Finita l’invettiva, l’editoriale dello Spiegel tenta di spiegare persino con pazienza che per la maggior parte dei tedeschi simili affermazioni sono un colpo violento.

In Germania è impossibile non aver visitato almeno un campo di concentramento prima della fine degli studi: e non sono bei posti da visitare. Non tanto per i luoghi in sé, ormai ridotti in vuoti e diroccati stanzoni, bensì per gli orrori mostrati nei musei, nelle documentazioni esposte. Immagini di camion pieni di corpi emaciati, immagini di centinaia di migliaia di cadaveri bruciati, plotoni di fucilazione, gas tossici.

Lo scorso 5 ottobre, Glenn Beck ha detto che le preoccupazioni della Casa Bianca per la sovrappopolazione del pianeta e il riscaldamento globale sono espressione “della stessa filosofia che portò ai programmi di sterminio e all’Olocausto”. A giugno, invece, Glenn Beck disse che le foto di bambini con i cartelli per Obama “venivano dall’album di famiglia del Terzo Reich, la Gioventù hitleriana”.

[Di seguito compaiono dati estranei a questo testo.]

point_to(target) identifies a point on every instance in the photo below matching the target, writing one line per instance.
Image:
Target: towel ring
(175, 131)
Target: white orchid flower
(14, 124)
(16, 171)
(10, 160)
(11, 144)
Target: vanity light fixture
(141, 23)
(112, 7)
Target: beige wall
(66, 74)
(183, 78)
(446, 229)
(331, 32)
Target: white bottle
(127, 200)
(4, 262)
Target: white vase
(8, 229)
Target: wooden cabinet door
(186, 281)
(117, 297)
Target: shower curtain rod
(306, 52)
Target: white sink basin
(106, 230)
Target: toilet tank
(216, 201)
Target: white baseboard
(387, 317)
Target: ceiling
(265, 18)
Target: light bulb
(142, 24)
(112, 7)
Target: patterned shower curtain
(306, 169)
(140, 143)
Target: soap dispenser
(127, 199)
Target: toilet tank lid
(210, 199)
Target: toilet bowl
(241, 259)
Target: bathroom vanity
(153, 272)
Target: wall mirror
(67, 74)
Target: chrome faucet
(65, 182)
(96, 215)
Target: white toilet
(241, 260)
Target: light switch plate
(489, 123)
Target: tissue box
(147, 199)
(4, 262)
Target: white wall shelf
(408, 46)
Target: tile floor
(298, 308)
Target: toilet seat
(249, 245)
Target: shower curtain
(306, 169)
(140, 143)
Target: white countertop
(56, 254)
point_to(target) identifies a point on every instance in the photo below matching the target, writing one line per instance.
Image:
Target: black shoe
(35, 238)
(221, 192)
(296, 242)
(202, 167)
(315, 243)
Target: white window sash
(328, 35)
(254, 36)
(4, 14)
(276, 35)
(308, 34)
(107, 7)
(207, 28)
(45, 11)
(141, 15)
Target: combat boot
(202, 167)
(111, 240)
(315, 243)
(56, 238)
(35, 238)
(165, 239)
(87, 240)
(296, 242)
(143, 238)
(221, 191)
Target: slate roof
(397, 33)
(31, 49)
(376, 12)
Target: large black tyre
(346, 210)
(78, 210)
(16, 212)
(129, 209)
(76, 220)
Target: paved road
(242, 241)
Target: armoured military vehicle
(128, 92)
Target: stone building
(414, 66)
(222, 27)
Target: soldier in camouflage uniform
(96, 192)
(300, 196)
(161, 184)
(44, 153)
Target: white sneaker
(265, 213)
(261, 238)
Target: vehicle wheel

Ora, scrive lo Spiegel, si può certamente perdonare a Glenn Beck e i tea party il loro odio per Barack Obama. Molti democratici, d’altra parte, odiavano visceralmente e rumorosamente George W. Bush. Ma è difficile credere che persino il più esagitato sostenitore dei tea party possa sostenere che Obama possa uccidere deliberatamente sei milioni di persone così come fece Adolf Hitler. Le parole contano, diceva quello là, e il punto non è solo che è il paragone è offensivo e sbagliato, scrive lo Spiegel. Il punto è che l’utilizzo pretestuoso e vigliacco del “più orribile capitolo della storia del genere umano” finisce per relativizzarlo, per sminuirlo, per farlo diventare parte del contesto. Finisce che chi non ne sa abbastanza pensa che non era poi così male, il nazismo, se era come Obama. “È una strada molto pericolosa e tutti i politici, a prescindere dalla loro appartenenza, dovrebbero evitarla. I tea party dovrebbero mettere giù le loro mani dalla storia della Germania”.